Regeling vervallen per 22-04-2015

Beleidsregels met betrekking tot het plaatsen van tijdelijke woonruimte (artikel 3.22 Wro)

Geldend van 01-07-2009 t/m 21-04-2015

Intitulé

Beleidsregels met betrekking tot het plaatsen van tijdelijke woonruimte (artikel 3.22 Wro)
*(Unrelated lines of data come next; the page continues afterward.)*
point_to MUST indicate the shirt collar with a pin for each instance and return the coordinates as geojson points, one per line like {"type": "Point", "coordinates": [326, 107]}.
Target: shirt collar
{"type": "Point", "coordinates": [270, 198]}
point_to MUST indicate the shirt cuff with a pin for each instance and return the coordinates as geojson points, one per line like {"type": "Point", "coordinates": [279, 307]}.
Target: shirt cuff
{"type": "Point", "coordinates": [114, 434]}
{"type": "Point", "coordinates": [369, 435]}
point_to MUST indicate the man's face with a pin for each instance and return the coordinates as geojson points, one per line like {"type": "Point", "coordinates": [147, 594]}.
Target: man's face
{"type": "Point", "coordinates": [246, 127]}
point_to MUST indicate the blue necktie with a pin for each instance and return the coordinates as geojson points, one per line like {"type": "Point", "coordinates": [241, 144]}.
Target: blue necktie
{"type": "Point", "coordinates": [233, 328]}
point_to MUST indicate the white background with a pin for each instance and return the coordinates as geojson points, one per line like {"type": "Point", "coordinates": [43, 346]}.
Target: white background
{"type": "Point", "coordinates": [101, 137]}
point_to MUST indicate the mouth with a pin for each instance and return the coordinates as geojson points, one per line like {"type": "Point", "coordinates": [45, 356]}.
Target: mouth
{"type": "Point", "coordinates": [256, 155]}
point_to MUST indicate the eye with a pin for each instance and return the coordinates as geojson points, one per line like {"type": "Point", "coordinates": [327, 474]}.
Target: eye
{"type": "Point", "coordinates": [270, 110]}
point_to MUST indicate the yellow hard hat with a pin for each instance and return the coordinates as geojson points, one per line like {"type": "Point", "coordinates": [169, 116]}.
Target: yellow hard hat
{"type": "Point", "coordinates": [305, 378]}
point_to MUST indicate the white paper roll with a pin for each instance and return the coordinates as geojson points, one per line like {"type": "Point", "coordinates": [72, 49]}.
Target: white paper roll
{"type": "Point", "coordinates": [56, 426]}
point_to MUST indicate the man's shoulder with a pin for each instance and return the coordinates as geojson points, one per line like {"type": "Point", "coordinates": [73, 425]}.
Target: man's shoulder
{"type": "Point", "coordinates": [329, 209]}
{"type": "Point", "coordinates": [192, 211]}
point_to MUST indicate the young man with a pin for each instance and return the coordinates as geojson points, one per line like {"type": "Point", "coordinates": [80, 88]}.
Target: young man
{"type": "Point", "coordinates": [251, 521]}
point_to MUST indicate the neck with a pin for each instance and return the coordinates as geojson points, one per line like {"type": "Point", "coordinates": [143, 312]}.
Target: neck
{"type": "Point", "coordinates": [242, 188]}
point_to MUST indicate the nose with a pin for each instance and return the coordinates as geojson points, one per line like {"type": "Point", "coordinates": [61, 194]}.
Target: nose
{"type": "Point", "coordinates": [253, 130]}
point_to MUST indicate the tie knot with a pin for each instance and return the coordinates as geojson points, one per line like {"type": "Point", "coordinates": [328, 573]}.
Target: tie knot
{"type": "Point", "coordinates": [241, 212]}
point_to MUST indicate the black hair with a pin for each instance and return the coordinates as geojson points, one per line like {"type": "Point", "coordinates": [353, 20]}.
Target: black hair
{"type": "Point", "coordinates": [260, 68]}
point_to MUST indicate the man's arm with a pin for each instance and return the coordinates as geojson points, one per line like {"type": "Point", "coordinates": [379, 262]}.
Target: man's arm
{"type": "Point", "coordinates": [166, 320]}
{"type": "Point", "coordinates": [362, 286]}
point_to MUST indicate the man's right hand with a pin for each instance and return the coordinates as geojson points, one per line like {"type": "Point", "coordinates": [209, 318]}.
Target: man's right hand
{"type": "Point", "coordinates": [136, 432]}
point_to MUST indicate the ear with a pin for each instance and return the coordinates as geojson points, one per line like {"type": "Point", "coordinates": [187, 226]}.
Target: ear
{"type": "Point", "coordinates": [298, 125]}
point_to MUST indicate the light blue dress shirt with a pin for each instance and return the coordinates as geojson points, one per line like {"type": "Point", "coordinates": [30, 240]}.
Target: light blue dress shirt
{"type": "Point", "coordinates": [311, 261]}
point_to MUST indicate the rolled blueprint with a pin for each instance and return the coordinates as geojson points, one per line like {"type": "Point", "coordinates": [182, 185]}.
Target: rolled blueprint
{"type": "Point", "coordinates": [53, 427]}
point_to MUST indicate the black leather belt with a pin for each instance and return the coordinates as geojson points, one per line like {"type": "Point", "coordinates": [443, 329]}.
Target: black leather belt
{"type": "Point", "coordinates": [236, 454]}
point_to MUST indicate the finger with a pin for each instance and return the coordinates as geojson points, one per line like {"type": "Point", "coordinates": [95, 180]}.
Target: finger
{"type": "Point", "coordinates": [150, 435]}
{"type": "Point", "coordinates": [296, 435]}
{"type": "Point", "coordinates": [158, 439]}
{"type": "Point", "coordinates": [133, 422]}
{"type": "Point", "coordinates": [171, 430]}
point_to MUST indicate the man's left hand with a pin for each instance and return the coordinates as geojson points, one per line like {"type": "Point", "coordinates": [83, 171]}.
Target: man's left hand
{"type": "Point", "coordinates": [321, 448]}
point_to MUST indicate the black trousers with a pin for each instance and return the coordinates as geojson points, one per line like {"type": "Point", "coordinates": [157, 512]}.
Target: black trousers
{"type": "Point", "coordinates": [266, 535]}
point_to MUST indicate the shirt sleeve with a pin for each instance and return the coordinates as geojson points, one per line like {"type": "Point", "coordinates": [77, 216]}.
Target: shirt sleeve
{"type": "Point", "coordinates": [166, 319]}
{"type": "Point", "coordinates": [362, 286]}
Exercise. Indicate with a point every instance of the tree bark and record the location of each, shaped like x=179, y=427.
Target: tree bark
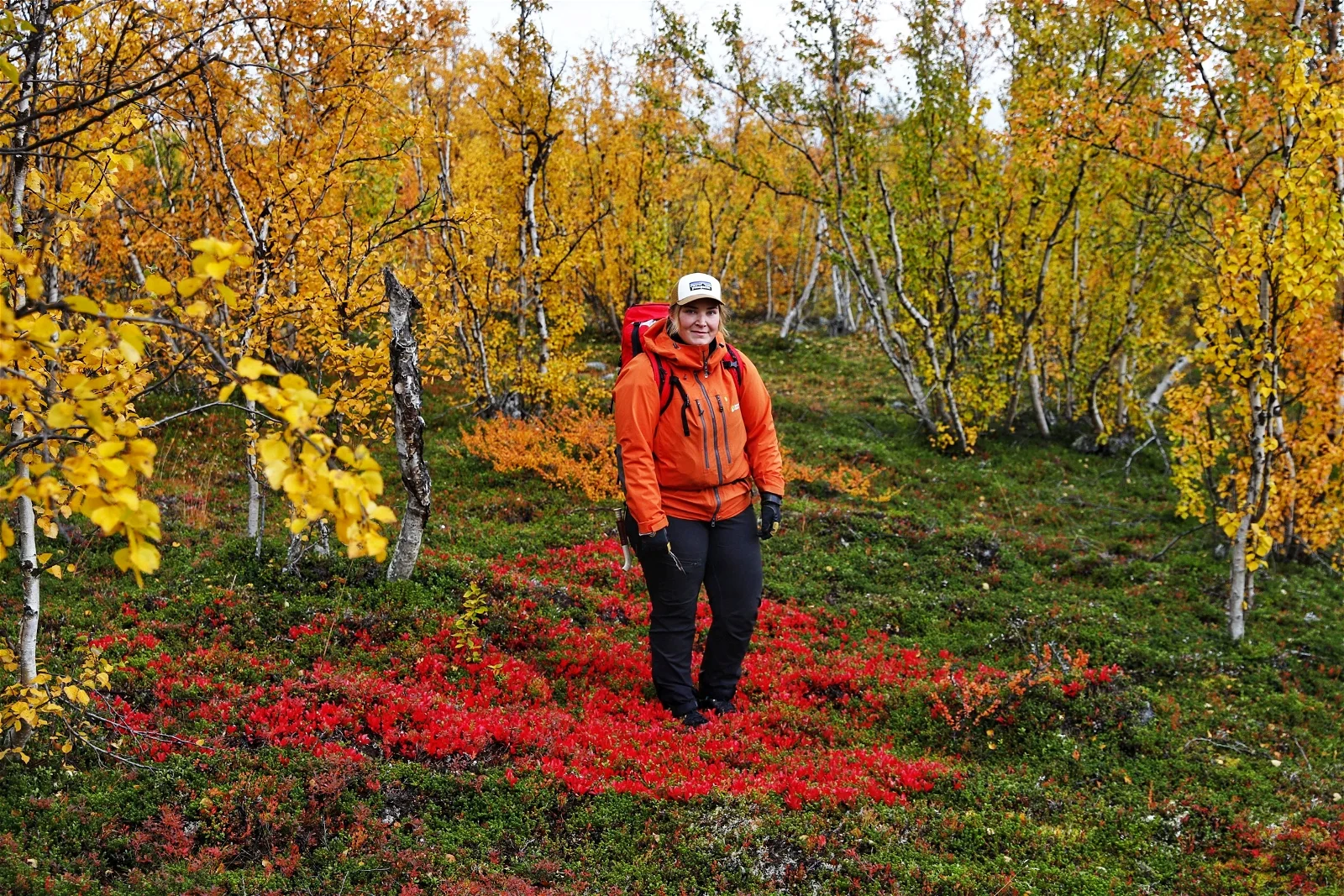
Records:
x=410, y=427
x=795, y=316
x=27, y=533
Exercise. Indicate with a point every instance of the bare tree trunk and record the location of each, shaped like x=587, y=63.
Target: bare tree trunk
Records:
x=1173, y=375
x=769, y=284
x=30, y=575
x=1034, y=385
x=795, y=316
x=1238, y=595
x=27, y=533
x=410, y=427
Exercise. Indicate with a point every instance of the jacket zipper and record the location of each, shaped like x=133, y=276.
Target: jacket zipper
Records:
x=718, y=461
x=705, y=434
x=723, y=414
x=714, y=426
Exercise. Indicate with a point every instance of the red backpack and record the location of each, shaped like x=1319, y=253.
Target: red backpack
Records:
x=638, y=318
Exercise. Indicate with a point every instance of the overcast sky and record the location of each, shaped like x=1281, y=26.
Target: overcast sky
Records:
x=571, y=24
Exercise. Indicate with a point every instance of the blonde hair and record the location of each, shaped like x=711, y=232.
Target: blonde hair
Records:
x=675, y=312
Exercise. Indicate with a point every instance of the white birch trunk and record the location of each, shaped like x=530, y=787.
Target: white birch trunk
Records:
x=409, y=427
x=1034, y=385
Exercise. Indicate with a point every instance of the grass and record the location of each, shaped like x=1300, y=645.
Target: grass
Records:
x=1207, y=768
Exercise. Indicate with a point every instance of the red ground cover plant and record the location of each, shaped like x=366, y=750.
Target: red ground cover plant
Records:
x=562, y=689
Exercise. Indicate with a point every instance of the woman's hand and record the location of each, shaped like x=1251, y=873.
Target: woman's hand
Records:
x=656, y=542
x=772, y=506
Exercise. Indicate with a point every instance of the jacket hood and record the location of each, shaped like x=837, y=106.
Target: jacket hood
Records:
x=659, y=342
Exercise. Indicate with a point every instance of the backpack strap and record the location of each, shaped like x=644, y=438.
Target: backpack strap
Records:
x=732, y=363
x=664, y=387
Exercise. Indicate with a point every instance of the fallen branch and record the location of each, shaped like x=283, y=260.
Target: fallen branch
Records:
x=1173, y=543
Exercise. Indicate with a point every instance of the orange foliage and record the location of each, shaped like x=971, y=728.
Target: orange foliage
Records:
x=571, y=449
x=844, y=479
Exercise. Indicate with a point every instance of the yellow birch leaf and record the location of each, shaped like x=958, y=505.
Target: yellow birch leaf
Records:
x=158, y=285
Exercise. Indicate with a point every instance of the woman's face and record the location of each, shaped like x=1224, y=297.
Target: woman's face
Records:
x=698, y=322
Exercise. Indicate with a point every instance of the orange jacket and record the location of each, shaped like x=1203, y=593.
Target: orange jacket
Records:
x=692, y=458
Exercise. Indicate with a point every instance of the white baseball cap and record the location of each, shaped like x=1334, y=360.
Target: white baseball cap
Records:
x=696, y=286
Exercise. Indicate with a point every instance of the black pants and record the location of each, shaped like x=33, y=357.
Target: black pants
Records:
x=725, y=558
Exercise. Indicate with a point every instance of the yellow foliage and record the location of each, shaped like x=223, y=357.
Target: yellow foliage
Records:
x=320, y=479
x=50, y=698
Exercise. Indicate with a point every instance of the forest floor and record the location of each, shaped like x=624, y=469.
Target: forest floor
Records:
x=976, y=680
Het college van burgemeester en wethouders van Tubbergen;

Gelet op artikel 4:81 e.v. van de Algemene wet bestuursrecht en artikel 3.22 van de Wet ruimtelijke ordening;

Besluit:

vast te stellen de als bijlage bij dit besluit gevoegde

Beleidsregels met betrekking tot het plaatsen van tijdelijke woonruimte (artikel 3.22 Wro).

Tubbergen, 23 juni 2009

Burgemeester en wethouders voornoemd,

De secretaris, De burgemeester,

drs. ing. G.B.J. Mensink, mr. M.K.M. Stegers

Vorig beleid

Op 30 oktober 2001 is het beleid met betrekking tot tijdelijke woonruimte vastgesteld. Dit beleid is gepubliceerd in Op en Rond de Essen op 27 november 2001. Het beleid luidt als volgt:

Vaststelling beleid met betrekking tot tijdelijke woonruimte

Het komt regelmatig voor dat een bouwaanvraag wordt ingediend voor het plaatsen van tijdelijke woonruimte ingeval van verbouwing of nieuwbouw van de eigen bestaande woning. Het plaatsen van een tijdelijke 2e woonruimte is doorgaans strijdig met de vigerende bestemmingsplanvoorschriften, zodat medewerking uitsluitend mogelijk is na vrijstelling te verlenen van de bestemmingsplanvoorschriften.

Burgemeester en wethouders hebben besloten aan bouwplannen inhoudende verzoeken om plaatsing van tijdelijke woonruimte (in de vorm van bv. een woonunit, stacaravan) welke dient als tijdelijk vervangende woonruimte ingeval van ingrijpende verbouwing van de eigen bestaande woning dan wel ingeval van een nieuw te bouwen woning op de plek van de eigen bestaande woning medewerking te verlenen met toepassing van artikel 17 van de Wet op de Ruimtelijke Ordening (tijdelijke vrijstelling bestemmingsplanvoorschriften).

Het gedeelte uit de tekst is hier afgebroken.